The huge down-turn has been blamed on the restructuring of China's major telecom operator.
The company said it earned 894 million yuan (US$108 million) in the first six months. Its net profit reached 4.78 million yuan (US$575,900), which is 94.2 percent less compared to the same time last year.
Although the market was prepared for bad news from suppliers, Datang's significant drop still astonished investors.
The company said the bad performance was a result of decreased investment in China's major telecom operators.
China Telecom, the former top purchaser of equipment, was split into two earlier this year.
Suffering because of the restructuring, China Telecom stopped buying equipment.
The process will influence the buying rate of equipment for at least one year, according to a senior manager of China Telecom.
The manager, who did not want to be named, said this year would be a tough period for telecom suppliers across the board.
Datang Telecom was not available to comment about its disappointing performance.

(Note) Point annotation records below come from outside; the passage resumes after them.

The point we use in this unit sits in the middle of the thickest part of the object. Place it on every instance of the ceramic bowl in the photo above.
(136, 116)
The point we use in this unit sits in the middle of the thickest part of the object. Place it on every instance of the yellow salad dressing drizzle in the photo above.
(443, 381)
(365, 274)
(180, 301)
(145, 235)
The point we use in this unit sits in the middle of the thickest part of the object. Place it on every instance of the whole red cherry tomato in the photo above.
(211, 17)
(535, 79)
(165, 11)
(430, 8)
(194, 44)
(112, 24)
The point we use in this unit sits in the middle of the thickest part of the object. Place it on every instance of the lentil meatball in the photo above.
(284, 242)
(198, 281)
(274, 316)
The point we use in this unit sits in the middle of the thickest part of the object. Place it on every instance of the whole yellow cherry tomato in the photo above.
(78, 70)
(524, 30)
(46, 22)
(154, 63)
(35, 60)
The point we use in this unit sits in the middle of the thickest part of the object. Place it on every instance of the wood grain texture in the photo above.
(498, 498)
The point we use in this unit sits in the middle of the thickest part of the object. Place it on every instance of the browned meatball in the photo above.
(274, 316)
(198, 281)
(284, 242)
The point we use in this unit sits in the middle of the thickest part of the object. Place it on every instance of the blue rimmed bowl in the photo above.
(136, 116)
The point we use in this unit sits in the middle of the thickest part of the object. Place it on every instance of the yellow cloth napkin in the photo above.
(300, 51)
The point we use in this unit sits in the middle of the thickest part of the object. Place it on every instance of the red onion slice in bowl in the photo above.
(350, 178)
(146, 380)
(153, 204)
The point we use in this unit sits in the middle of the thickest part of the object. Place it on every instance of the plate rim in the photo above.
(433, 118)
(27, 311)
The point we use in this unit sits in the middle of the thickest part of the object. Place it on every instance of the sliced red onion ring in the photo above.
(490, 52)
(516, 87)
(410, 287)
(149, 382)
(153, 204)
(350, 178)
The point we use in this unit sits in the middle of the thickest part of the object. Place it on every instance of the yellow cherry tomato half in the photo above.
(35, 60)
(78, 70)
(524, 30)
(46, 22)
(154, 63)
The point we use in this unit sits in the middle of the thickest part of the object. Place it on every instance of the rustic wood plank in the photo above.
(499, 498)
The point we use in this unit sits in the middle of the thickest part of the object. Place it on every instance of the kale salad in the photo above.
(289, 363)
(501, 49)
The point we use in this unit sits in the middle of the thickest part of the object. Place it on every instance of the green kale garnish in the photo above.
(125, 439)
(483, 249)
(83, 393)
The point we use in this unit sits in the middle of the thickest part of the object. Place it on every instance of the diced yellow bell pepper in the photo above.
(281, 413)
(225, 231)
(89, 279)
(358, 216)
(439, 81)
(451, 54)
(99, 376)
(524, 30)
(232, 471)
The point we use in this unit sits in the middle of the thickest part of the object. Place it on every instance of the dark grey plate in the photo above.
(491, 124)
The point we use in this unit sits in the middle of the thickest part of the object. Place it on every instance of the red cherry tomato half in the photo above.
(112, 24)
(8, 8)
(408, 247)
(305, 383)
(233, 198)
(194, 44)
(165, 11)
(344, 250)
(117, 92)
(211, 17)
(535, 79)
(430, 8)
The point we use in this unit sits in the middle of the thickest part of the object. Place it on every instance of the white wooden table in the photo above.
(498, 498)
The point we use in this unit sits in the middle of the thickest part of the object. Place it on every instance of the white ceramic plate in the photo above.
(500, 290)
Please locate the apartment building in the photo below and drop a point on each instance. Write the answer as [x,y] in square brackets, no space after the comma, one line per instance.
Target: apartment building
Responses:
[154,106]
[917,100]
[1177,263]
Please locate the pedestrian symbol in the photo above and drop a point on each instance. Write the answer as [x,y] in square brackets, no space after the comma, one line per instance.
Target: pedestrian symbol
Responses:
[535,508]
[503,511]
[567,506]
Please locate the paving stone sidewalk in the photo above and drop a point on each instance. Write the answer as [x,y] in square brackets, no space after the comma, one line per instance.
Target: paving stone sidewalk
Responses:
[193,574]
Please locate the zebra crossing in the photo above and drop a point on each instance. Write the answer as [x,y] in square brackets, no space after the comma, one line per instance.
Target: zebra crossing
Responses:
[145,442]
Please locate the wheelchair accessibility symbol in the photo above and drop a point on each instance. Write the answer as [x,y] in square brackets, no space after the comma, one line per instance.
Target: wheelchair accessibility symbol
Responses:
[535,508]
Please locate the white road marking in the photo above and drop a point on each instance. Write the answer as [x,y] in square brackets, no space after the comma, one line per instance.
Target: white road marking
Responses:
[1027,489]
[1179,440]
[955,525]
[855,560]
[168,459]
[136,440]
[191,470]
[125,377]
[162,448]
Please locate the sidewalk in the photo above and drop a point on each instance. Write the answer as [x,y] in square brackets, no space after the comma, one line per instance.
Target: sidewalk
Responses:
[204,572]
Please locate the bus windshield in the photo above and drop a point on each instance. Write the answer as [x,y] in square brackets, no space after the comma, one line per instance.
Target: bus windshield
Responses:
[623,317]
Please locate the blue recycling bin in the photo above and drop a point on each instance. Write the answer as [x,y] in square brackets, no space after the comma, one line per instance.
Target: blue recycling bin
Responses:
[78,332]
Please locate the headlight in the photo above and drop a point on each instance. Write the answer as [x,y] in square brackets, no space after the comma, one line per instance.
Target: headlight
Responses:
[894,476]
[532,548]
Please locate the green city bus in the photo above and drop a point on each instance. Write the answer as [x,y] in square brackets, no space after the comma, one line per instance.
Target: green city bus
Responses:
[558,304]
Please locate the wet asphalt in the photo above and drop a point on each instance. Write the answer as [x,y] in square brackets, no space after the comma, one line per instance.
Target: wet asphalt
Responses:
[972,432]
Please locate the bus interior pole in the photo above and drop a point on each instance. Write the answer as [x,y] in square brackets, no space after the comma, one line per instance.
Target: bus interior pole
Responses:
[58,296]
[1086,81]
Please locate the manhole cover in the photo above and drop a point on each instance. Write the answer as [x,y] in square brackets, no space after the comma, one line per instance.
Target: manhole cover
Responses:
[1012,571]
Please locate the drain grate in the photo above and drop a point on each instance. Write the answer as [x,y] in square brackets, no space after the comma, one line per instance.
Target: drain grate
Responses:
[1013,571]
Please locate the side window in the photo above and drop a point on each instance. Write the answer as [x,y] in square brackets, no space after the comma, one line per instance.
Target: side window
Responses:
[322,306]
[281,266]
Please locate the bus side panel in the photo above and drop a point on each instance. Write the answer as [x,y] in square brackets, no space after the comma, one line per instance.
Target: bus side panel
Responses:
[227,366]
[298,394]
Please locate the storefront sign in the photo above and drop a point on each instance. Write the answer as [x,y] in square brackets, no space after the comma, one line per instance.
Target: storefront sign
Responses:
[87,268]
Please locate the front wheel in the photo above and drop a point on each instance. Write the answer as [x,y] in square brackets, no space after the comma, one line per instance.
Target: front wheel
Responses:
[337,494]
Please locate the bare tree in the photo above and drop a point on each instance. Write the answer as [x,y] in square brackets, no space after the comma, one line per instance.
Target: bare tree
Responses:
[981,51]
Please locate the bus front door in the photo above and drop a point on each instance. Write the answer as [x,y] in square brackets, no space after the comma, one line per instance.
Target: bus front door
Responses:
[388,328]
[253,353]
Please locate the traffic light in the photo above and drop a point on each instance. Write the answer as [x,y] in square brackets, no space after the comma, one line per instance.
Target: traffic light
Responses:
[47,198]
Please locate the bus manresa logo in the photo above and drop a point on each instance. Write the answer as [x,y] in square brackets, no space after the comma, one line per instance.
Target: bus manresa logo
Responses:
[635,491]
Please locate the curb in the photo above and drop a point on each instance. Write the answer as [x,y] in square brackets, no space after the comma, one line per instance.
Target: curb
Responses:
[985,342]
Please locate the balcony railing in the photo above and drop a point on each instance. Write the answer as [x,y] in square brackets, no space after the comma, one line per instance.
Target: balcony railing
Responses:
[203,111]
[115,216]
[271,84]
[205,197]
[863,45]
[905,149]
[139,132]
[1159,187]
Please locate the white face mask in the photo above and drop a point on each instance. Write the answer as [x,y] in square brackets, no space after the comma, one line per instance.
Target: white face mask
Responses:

But the company said in a written statement that it expected a better performance for the remainder of the year as the restructuring of China Telecom finished in May.
Other domestic telecom equipment manufacturers have also been getting nervous with the domestic market. Some, including ZTE (Zhongxing Telecom) and Huawei, leaders in the industry, tried to make up for depressed domestic sales by expanding exports to other developing countries.